INTRODUCTION
Formaldehyde (FA) is a gaseous substance (BP
= -19 °C) with a pungent odor. The California Air Resources
Board identified FA as a toxic air contaminant and that it is
a carcinogen without an identified threshold. FA is highly irritating
to the eyes, skin, and respiratory tract. Exposure to low to
moderate levels of FA in air for even short periods of time can
cause temporary burning or itching of the eyes or nose, stuffy
nose, sore or burning throat, or headaches. Breathing high levels
of FA can cause chest tightness and coughing or wheezing. High
levels may also worsen asthma symptoms. The California Environmental
Protection Agency Office of Environmental Health Hazard Assessment
estimate of the most plausible cancer risk from FA is approximately
7 excess cancers per 1 million people continuously exposed to
1 part per billion. At these ambient levels, this corresponds
to an excess of 930 potential cancer cases for a California population
of 30 million people exposed over a 70 yr lifetime.
In 1981, production of FA in California from
direct and indirect sources was estimated to be 1.9 and 1.2 x
105
tons, respectively. FA is emitted from building materials, furniture,
some cosmetics, paper products, and permanent-press fabrics.
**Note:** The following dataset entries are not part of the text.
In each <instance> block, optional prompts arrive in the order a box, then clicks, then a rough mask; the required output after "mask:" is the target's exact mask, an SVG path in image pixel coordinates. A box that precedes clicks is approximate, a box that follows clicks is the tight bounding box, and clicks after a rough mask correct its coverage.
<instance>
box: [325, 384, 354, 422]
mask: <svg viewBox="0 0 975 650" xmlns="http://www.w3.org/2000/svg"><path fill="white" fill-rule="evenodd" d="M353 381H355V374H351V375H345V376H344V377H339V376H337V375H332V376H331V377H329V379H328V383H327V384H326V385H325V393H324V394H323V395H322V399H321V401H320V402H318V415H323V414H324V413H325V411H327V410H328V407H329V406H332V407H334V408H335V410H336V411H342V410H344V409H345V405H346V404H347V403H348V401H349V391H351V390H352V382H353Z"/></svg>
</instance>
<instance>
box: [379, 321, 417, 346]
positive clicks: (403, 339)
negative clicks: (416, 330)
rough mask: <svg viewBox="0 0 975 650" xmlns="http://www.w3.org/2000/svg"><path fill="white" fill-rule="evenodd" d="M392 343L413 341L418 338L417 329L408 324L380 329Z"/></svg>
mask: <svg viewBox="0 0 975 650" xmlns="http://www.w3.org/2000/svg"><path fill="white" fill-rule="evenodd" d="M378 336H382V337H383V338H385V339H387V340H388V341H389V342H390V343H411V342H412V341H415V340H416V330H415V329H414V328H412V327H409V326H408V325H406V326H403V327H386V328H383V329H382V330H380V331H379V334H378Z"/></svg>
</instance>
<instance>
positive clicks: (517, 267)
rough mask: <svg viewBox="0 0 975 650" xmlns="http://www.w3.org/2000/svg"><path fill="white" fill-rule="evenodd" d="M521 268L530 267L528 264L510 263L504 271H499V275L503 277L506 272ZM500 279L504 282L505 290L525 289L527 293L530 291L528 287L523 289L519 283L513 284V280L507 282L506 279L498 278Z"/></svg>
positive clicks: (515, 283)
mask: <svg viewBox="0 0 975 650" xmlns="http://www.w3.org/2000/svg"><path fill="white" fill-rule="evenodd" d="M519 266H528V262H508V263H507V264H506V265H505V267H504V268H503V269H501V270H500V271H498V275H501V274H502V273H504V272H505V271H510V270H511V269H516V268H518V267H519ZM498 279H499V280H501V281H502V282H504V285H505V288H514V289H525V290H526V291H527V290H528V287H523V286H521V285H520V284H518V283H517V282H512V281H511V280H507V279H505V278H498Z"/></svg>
In homes, the major sources of FA are pressed-wood products made
with urea-FA resins. In the ambient air, photochemical oxidation
is the largest source of FA. The largest sources of directly
emitted FA are combustion of fuels, mobile sources (i.e., automobile
exhausts), and process emissions from oil refineries.
Because of the increasing concern about the levels of FA in the environments, there are efforts to develop simple and reliable quantitative methods. Colorimetry is the most common method for FA determination. FA is derivatized to colored products or chromophores and quantitation of these products is based on the absorption at specific wavelengths. A major drawback of colorimetry is that other compounds that absorb at the wavelength of interest can interfere with quantitation.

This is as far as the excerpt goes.